Thanks, this is very informative. Does the peakiness of being subject to X-ray scanning (a duty cycle like 500ms on, 12hr off) come into play when comparing with those other occupations, though?


First, I am probably as much as a layman as you. But from what I have read and some quick googling now, there is no additional risk or appreciative difference. Although I did find a few regulations that the general public should not be exposed to any sort of radiation higher than 10 µSv per hour. However I believe that is to prevent regular people unknowingly being around high radiation sources that would add up to a high cumulative total, since the general public does not have any way to track their cumulative exposure, not a problem with that level of single dose radiation per se.
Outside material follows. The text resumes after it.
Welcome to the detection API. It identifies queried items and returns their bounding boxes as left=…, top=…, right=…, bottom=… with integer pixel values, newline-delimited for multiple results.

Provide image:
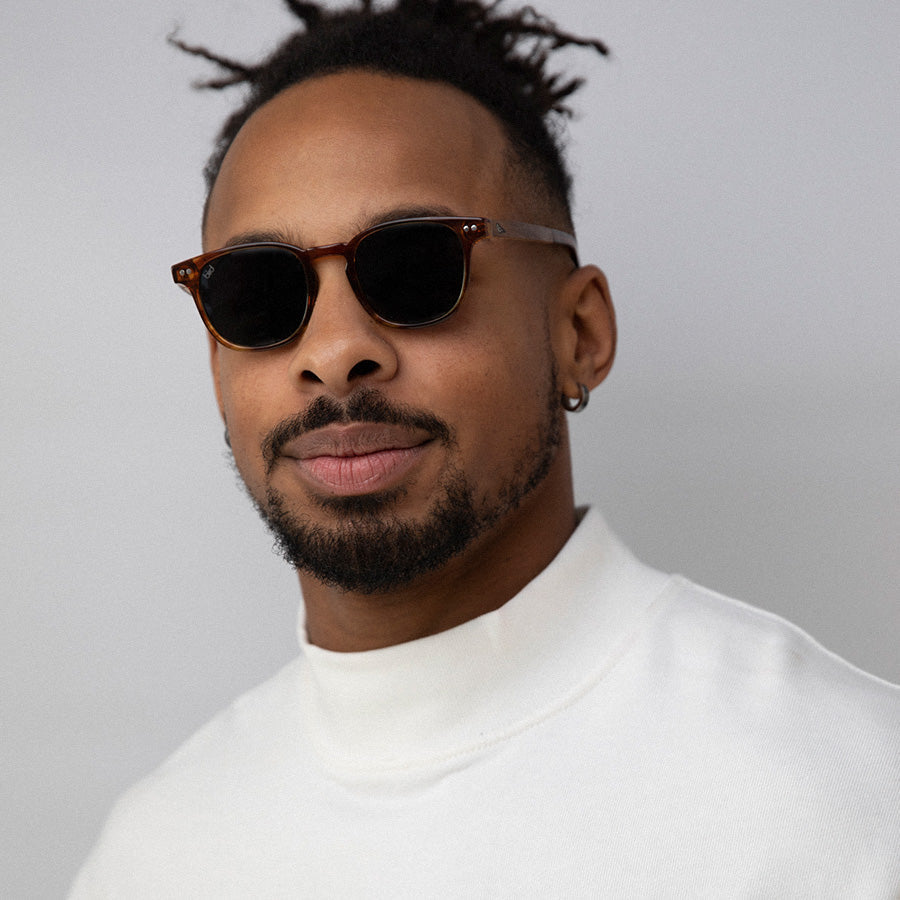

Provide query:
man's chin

Ionizing radiation damage is overwhelmingly and almost exclusively in its cumulative effects, namely the cancer it can cause. Each “unit” of radiation has a certain likelihood of slicing through the DNA of one of your cells, which has a certain likelihood of causing a mutation, which has a certain likelihood of being a cancerous mutation and not a “kills the cell” mutation, which has a certain likelihood of being a specific type that can evade all the body’s natural defenses against rouge cells. It is a long chain of dice rolls that have to all go just wrong.

So, unless the dose is concentrated to a physical location, e.g. radon in the lungs or sunburn on the skin, then it doesn’t really matter if you get a given dose over a month or a year. It will still start the same number of cascading dice rolls.

If someone that actually knows what they are talking about feels the need to correct anything, please do.